The autonomous robot is outfitted with an ultrasonic localization system similar to GPS but more suited to an indoor environment where GPS might not be available. This system uses low-cost, ultrasonic beacons indicating the robot’s orientation and its location in a chicken house. The robot also carries a commercially available time-of-flight camera, which provides three-dimensional (3D) depth data by emitting light signals and then measuring how long they take to return. The localization and 3D data together allow the robot’s software to devise navigation plans around chickens to perform tasks.

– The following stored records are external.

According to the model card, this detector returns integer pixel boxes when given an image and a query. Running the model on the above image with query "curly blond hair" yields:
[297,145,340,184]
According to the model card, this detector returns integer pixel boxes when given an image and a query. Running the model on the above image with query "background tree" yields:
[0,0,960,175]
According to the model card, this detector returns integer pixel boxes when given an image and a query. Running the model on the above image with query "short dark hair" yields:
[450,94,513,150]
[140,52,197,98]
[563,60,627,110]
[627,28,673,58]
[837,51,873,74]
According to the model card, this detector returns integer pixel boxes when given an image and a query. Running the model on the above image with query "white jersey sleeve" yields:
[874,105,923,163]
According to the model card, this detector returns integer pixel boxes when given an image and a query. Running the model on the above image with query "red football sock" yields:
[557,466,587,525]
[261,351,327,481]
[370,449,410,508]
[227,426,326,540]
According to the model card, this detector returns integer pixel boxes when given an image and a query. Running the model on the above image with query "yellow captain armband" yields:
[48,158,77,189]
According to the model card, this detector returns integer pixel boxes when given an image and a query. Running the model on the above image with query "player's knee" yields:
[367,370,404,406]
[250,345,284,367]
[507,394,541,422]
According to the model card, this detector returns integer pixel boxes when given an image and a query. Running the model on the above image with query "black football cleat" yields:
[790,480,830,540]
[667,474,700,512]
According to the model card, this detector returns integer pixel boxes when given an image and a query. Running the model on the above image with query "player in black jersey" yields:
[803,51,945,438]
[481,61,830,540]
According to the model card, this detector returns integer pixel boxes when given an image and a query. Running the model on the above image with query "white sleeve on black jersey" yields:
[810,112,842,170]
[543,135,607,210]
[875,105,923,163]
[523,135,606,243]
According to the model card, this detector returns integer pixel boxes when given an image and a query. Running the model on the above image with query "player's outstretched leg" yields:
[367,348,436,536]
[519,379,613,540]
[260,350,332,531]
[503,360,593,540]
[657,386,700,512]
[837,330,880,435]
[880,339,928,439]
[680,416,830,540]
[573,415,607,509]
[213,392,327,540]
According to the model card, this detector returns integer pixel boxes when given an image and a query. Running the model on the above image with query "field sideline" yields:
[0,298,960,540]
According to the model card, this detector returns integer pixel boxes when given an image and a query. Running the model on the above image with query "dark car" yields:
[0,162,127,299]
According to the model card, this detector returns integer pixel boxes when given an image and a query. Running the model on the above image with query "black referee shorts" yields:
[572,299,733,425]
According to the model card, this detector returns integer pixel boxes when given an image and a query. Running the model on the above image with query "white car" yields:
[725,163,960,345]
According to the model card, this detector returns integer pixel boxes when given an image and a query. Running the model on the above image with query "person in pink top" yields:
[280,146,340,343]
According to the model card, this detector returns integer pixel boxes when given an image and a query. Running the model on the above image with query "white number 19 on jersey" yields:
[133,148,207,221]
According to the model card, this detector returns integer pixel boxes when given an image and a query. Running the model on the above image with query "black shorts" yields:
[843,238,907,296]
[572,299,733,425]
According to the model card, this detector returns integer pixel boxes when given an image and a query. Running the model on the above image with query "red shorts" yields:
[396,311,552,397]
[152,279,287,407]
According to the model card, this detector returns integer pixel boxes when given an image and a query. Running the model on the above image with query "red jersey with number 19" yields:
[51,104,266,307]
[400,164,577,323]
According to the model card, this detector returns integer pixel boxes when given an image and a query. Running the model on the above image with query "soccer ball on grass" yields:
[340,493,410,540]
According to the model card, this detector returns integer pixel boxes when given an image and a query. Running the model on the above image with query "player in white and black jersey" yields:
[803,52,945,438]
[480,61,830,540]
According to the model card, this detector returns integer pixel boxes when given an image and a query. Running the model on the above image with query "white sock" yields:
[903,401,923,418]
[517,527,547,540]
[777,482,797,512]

“We are incorporating the chicken behavior into the robot’s planning and navigation algorithms,” said Usher. “If you’re a robot driving toward your goal – to monitor a machine, for instance – the chickens will get out of your way. The vast majority of the time, the birds create a ‘halo’ around a robot, allowing it to move unimpeded throughout the house. But if a stubborn chicken doesn’t move, the robot stops and waits. If the chicken refuses to make room, the robot will use its bumper to gently nudge the chicken and then back up to see if the animal has moved. In our lab testing, the chicken moved out of the way one hundred percent of the time after being nudged. The robot is programmed to attempt to nudge the chicken two times. If the chicken still hasn’t moved after the second nudge, the robot will generate a dynamic plan and drive around it.”

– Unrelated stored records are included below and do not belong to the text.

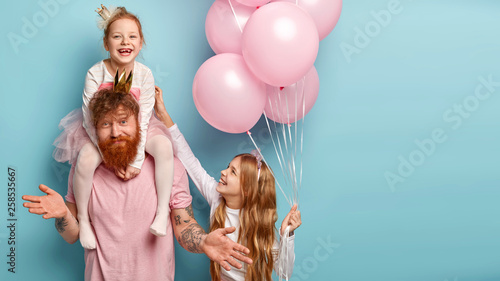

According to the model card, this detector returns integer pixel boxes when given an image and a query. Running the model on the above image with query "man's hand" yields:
[115,165,141,181]
[22,184,67,219]
[201,226,252,271]
[280,204,302,235]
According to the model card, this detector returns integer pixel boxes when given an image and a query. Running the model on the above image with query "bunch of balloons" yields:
[193,0,342,133]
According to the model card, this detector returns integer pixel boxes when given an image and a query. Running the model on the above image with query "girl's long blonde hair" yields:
[210,153,278,281]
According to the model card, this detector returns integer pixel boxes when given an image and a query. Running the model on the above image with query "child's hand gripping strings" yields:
[280,204,302,236]
[115,165,141,181]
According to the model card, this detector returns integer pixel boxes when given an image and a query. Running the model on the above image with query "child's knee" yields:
[147,136,174,159]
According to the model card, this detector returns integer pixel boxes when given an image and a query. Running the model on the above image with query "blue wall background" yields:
[0,0,500,281]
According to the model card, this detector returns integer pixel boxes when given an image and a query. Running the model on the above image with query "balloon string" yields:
[247,131,292,207]
[227,0,243,33]
[275,87,292,185]
[264,109,286,188]
[278,223,290,281]
[264,93,288,188]
[297,76,306,204]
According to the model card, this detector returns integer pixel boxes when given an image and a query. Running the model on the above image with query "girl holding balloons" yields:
[155,87,302,281]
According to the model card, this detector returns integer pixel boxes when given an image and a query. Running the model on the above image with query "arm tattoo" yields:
[56,217,68,233]
[177,223,206,253]
[185,205,194,219]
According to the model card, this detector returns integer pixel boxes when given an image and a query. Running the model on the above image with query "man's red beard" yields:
[99,124,141,169]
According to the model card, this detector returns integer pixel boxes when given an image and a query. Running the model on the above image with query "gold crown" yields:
[113,68,133,94]
[95,4,111,20]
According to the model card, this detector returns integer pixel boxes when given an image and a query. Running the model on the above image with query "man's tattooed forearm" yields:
[56,215,68,233]
[177,223,207,253]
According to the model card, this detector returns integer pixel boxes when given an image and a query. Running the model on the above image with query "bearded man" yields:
[23,90,251,281]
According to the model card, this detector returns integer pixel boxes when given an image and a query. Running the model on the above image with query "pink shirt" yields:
[65,156,192,281]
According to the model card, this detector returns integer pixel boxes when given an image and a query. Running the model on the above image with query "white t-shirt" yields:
[169,124,295,281]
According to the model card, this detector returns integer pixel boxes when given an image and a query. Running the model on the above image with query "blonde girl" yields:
[155,87,302,281]
[54,5,173,249]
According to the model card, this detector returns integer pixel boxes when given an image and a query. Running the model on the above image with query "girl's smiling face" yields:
[104,19,142,68]
[216,157,242,200]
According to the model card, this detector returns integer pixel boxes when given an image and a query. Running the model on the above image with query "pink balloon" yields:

The research team, working closely with researchers at the University of Georgia, is preparing for a six-week field test in a small-scale grow-out house where the robot will interact with broiler chickens raised from chicks to maturity.

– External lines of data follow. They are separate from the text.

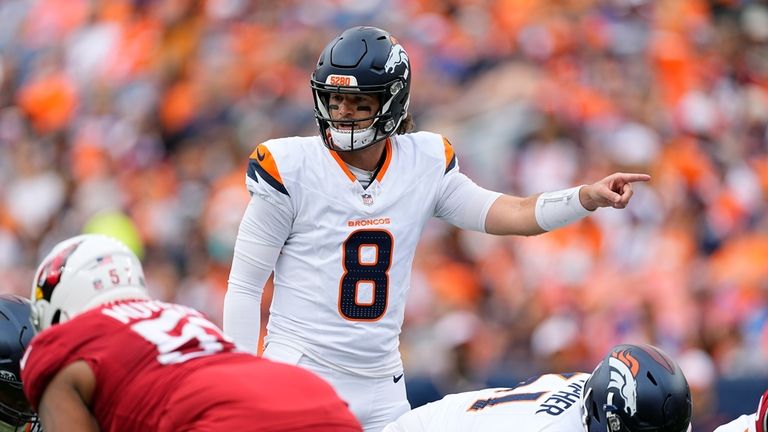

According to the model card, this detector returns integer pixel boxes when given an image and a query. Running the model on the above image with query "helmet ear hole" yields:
[645,371,659,387]
[51,309,61,325]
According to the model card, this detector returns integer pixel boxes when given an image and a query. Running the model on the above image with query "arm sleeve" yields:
[224,192,293,353]
[435,170,502,232]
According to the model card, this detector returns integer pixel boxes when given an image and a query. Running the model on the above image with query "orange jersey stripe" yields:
[376,138,392,183]
[250,144,283,185]
[443,137,456,172]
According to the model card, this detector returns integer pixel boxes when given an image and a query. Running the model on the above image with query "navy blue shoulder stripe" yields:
[248,159,290,196]
[445,155,456,174]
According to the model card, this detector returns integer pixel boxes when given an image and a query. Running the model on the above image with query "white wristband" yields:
[535,185,591,231]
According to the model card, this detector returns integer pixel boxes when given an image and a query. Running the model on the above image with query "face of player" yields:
[328,93,381,130]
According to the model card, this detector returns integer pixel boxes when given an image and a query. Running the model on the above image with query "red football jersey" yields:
[22,301,361,432]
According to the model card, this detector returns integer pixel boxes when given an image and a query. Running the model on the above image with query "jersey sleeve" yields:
[434,138,501,232]
[223,144,293,353]
[21,323,91,411]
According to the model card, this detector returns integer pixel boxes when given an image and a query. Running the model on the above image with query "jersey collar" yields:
[328,138,392,183]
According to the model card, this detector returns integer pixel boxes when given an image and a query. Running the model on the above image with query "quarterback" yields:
[224,27,650,431]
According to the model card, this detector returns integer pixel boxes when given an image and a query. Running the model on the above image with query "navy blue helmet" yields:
[310,27,411,151]
[582,345,691,432]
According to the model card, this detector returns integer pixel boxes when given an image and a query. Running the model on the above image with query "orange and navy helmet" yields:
[582,345,691,432]
[310,27,411,151]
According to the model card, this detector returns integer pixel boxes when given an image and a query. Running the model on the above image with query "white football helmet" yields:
[31,234,149,330]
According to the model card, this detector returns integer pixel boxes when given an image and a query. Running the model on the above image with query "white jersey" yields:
[224,132,500,377]
[715,414,756,432]
[384,373,589,432]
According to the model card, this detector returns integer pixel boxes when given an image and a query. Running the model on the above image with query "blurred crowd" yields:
[0,0,768,426]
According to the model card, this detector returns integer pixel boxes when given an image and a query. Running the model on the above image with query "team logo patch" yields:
[325,74,358,87]
[384,44,409,78]
[606,351,640,416]
[35,242,82,301]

“This field test would allow us to test our current navigation algorithms, see how robust they are, and improve them,” he said.
Later, the robot will enter a multi-month field trial so testers can learn how well it picks up floor eggs in a commercial size grow-out facility housing full-grown breeder birds. The robot will “wake up” periodically and navigate through the house searching for eggs. Its software uses deep learning to find and locate eggs and chickens and uses visual servoing – similar to a person’s hand-eye coordination – to control a robotic arm’s movement.
In a real-time control loop, the computer receives successive images from a camera located on the end of the robotic arm aimed at the egg, guiding the arm closer and closer to the egg. The robot’s arm has a vacuum tip with a suction cup sensor that delicately picks up the egg and moves it to a basket. When the basket is full of eggs, the robot returns to a drop-off spot in the house, removes the eggs from the basket, and continues searching the house for more eggs to pick up.
In addition to carrying out physical tasks, deploying autonomous robots could potentially decrease the chances of a chicken house being exposed to avian flu or other diseases and contaminants carried inadvertently by people.
“If one house is sick and a worker goes from this house into a second one, the worker could have just spread the disease,” Usher stated. “If you have 20,000 breeder chickens, those birds live for a year laying eggs, but if they get sick after only two months, that’s a huge financial loss. The industry is very concerned about disease and cross-contamination, but we are developing a novel capability that could provide a solution, or at the very least mitigate a significant portion of the risk.”